This script  -
- Filters only ependymoma samples 
- adds a disease group based on primary site to ependymoma samples 
- Matches up DNA and RNA BSID's from pbta-histologies file 
- Creates a notebook that can be used in the next script 

In [6]:
# Importing modules

import argparse
import pandas as pd

# Reading in the input pbta-histologies file 
pbta_histologies = pd.read_csv("/Users/kogantit/Documents/OpenPBTA/OpenPBTA-analysis/data/pbta-histologies.tsv", sep="\t")

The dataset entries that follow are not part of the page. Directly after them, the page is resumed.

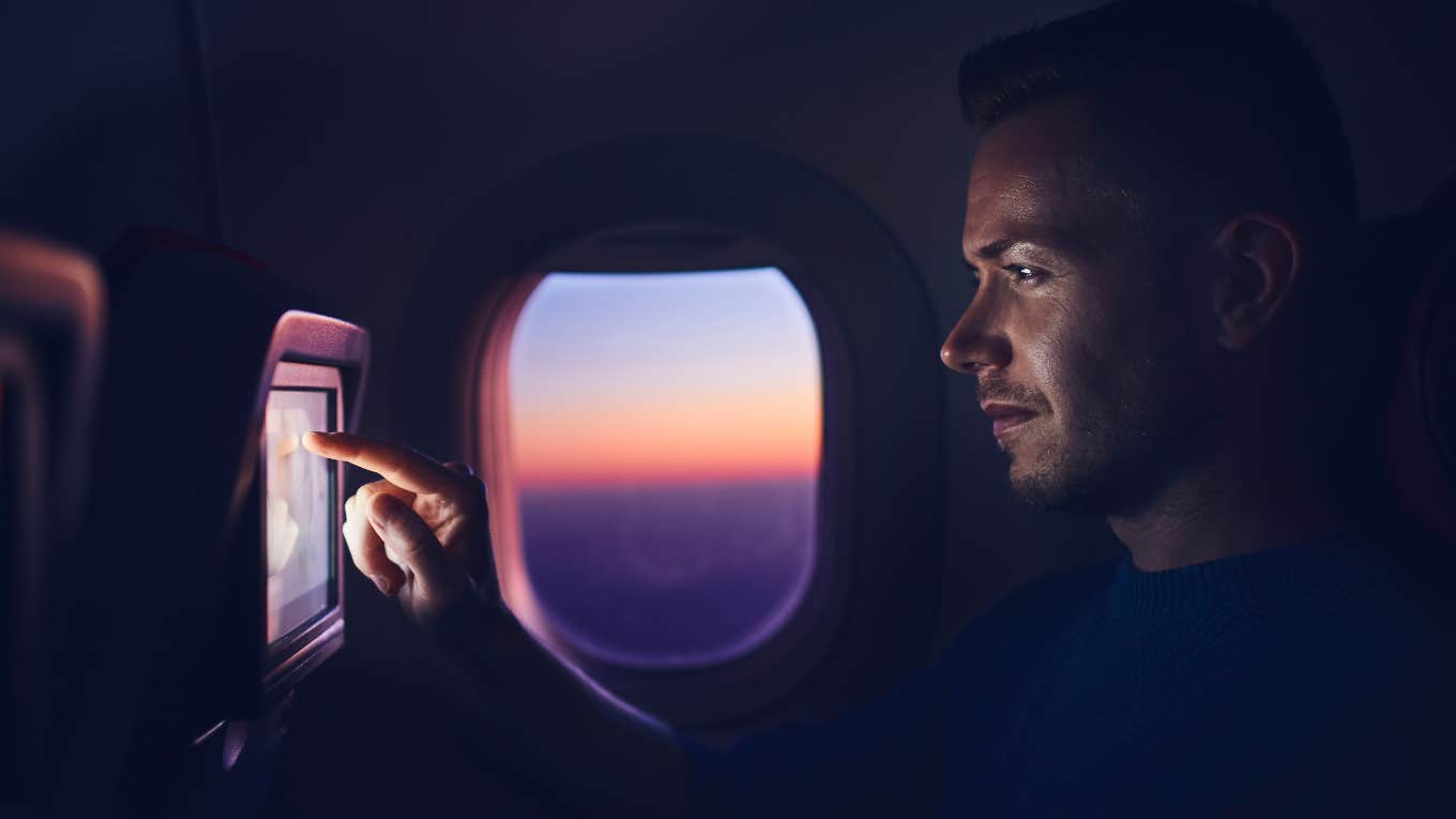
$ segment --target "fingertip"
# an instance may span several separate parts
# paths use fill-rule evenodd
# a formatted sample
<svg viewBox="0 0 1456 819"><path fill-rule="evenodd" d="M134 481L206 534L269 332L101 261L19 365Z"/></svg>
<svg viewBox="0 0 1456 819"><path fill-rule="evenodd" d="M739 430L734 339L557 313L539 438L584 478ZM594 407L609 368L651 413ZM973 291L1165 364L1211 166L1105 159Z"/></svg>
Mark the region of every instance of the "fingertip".
<svg viewBox="0 0 1456 819"><path fill-rule="evenodd" d="M364 512L374 523L389 526L390 522L393 522L399 514L399 507L403 504L405 501L389 493L374 493L374 495L368 498Z"/></svg>
<svg viewBox="0 0 1456 819"><path fill-rule="evenodd" d="M323 455L323 450L329 447L331 433L303 433L303 447L314 455Z"/></svg>

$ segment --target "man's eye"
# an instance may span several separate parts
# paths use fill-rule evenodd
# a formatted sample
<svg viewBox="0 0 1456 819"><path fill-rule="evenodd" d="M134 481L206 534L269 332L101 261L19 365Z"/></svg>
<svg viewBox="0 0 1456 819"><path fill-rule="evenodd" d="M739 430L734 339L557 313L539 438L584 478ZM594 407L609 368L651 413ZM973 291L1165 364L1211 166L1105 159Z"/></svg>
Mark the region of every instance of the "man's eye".
<svg viewBox="0 0 1456 819"><path fill-rule="evenodd" d="M1006 273L1009 273L1010 277L1012 277L1012 280L1016 281L1016 283L1021 283L1021 284L1031 284L1031 283L1035 283L1035 281L1041 281L1045 277L1045 274L1042 271L1040 271L1040 270L1037 270L1034 267L1026 267L1024 264L1006 265L1002 270L1005 270Z"/></svg>

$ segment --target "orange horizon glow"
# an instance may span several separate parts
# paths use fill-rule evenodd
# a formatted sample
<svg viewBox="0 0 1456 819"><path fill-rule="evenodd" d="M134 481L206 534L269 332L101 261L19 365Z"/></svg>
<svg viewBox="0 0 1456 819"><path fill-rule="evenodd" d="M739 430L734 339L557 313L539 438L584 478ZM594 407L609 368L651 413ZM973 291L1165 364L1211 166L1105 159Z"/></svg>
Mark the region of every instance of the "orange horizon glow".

This function  takes in the primary site and categorizes the sample into "supratentirial" or "infratentorial"
Two primary sites categorized as "None" -  
 1) Ventricles
 2) Other locations NOS

In [10]:
def group_disease(primay_site):
    if "Posterior Fossa" in primay_site:
        return "infratentorial"
    elif "Optic" in primay_site:
        return "infratentorial"
    elif "Spinal" in primay_site:
        return "infratentorial"
    elif "Tectum" in primay_site:
        return "infratentorial"
    elif "Spine" in primay_site:
        return "infratentorial"
    elif "Frontal Lobe" in primay_site:
        return "supratentorial"
    elif "Parietal Lobe" in primay_site:
        return "supratentorial"
    elif "Occipital Lobe" in primay_site:
        return "supratentorial"
    elif "Temporal Lobe" in primay_site:
        return "supratentorial"
    else:
        return "None"

In [14]:
# Reading the pbta-histologies table and filtering for ependymoma samples 
EP = pbta_histologies[pbta_histologies["integrated_diagnosis"]=="Ependymoma"]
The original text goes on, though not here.